Late autumn feels like the right season for speaking of dark and ambivalent creatures. During the summer months, we studied various sources on Russian household spirits, and we are currently trying to assemble them into a series of several episodes, for they can’t fit into a single one.
But before we let you sink your teeth into the stories themselves, it seems prudent to clarify some details.
If you Google ‘Russian folklore’, or, heavens forbid, ‘Russian mythology’, you might come across some genuinely colourful things, like old Russian gods, supposed Aryan origins of Russian people, or even old Slavic runes. If you come across any ‘true hierarchy of Russian gods’, RUN: there are no credible sources that could provide that kind of information. There are no Slavic runes that we know of. The ones you could come across are most likely neo-nazi symbols at best. Most sources that claim to know of higher mythology of ye Olde Russia are about as anthropologically credible as Anne Rice writing about Kievan Rus’.
It’s important to know that there’s practically no higher mythos to speak of: a thousand years of Christianity decimated the gods we could have had. The oral tradition that we have recordings of, though, appears mutated enough to be fascinating.

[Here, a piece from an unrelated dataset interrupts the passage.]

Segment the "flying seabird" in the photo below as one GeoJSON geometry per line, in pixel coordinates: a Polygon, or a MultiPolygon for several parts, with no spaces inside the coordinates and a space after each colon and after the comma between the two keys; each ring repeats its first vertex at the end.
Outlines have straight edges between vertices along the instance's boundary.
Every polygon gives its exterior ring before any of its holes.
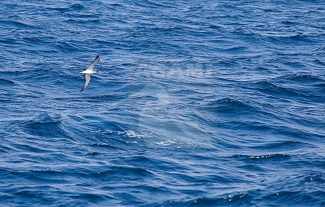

In Russian, there are three similar-sounding terms: bylina (былина), byvalschina (бывальщина), and bylitchka (быличка). Bylina is usually a long epic about a heroic deed that happened in the days of yore. Byvalschina (or simply byl’) is a legend that is supposed to be a retelling of a true story, but the one telling it wasn’t present for what happened. Bylitchka, though, is what we live and breathe: it’s basically a classic creepypasta. There are common characters, a code of conduct one must follow, and the honest-to-God-no-shit-there-I-was quality.
Bylitchkas vary depending on the region and the historical period of their recording. Some of them have to be practically translated from dialects or older variants of Russian into contemporary Russian. Some of them are quite peculiar in regards to their relation to Christianity. To give you a taste of what we mean (excuse our Bible verse) — the second of the Ten Commandments says,
Thou shalt not make unto thee any graven image, or any likeness of any thing that is in heaven above, or that is in the earth beneath, or that is in the water under the earth. Thou shalt not bow down thyself to them nor serve them.
Meanwhile, it’s quite common for Russians to believe that certain icons have their own power and even range. The image of the Holy Mary painted in Kazan’ has very different properties to the same icon painted in Vladimir, and all the copies of said icons are believed to inherit their specific powers. And yes, it applies to digital copies as well.
Here’s an example of an actual bylitchka, and we suggest that you try to guess the year it was recorded in.
Once upon a time an elder got fed up with living all by himself. He went in his yard and said, “O father of the yard, o mother of the house, show yourself, it’s pretty boring here!”
He got back to the house and lay down on the bed. Right when he did lay down and had a smoke, the door suddenly opened. There stood a woman, long hair without braids, long shirt without a belt. She came up to him and said, “Move over, I am wet and cold.” He moved over. She said, “Come, put out the light.” But as he tried to do that, she was gone and never returned.
This story was recorded in Novgorod region in 1986. Let this sink in.
Whatever went bump in the night in the olden years apparently never went away.